Parece ser que con la edad los hombres vamos perdiendo el control sobre ciertos asuntos. A mí me está pasando con la música. Pasan los años y cada vez me cuesta más controlar mis gustos. Disfruto igual con la buena que con la mala música y, de hecho, cada vez me cuesta distinguir más la una de la otra. Escucho unos segundos y disfruto o no. Para mí ya no hay más criterio. Solo hay un estilo que se me atraganta: el «house» y las otras cosas que se agrupan en eso que llaman «dance». Música para bailar -ergo, para divertirse- y que a mí me resulta soporífera. Por eso el anuncio de la muerte del tal Avicii me dejó más bien frío. Lo sentí, claro, pobre, era un chaval ultrarrico con su gorrita y su cara de sueco. Pero poco más. Su música ha hecho una mella nula en mi vida. Bon vent.

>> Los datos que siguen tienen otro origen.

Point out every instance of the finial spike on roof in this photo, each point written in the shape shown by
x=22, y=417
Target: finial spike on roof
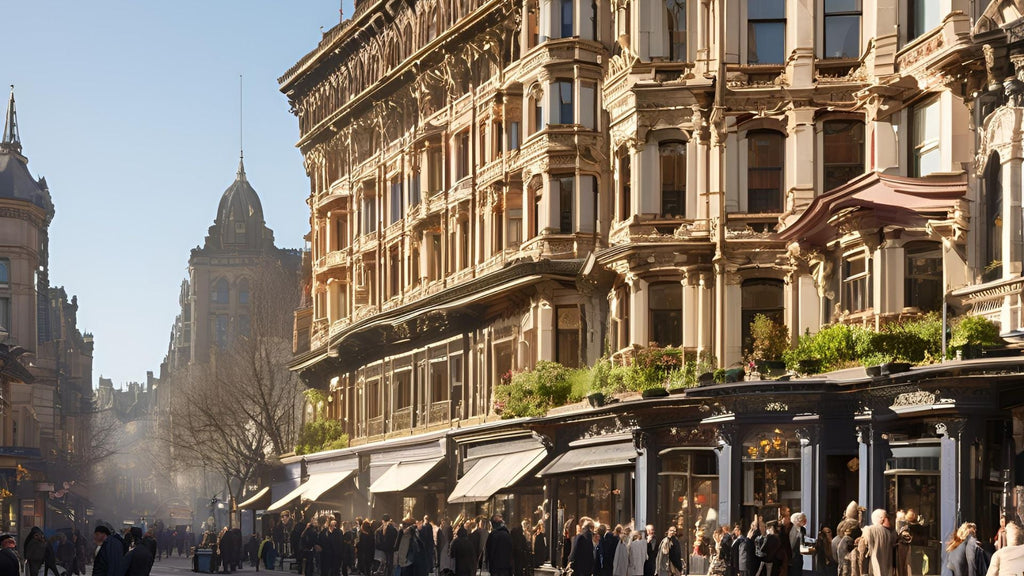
x=11, y=141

Después llegué a casa y me enchufé el documental sobre su vida que ofrece una plataforma de estas que se pagan. Al acabar, mi actitud hacia la música de Avicii era la misma, pero mis sentimientos hacia él habían cambiado. Su historia -la de tantas estrellas del rock, del hip-hop, del soul o del jazz que han ardido a una velocidad pasmosa, la de tantos jóvenes con un talento luminoso rodeados de mierda, las de tantas vidas llenas de un futuro demasiado inmediato- me dejó roto. En el documental vemos como este chaval que hasta los 18 años no había salido de su barrio adquiere con su música una fama ditirámbica. Millones de personas se mueven al compas que marcan sus manos mientras cada vez son más los que viven de él. Son los que le obligan a subirse a los escenarios pese a que le ha reventado la vesícula y la apéndice, los que firman contratos por él pese a gritarles que ya no puede seguir, que ya no disfruta. También serán los que ahora hacen cuentas y llamarán a las teles para contar algo por lo que cobrar o amenazan con escribir un libro. Que les den.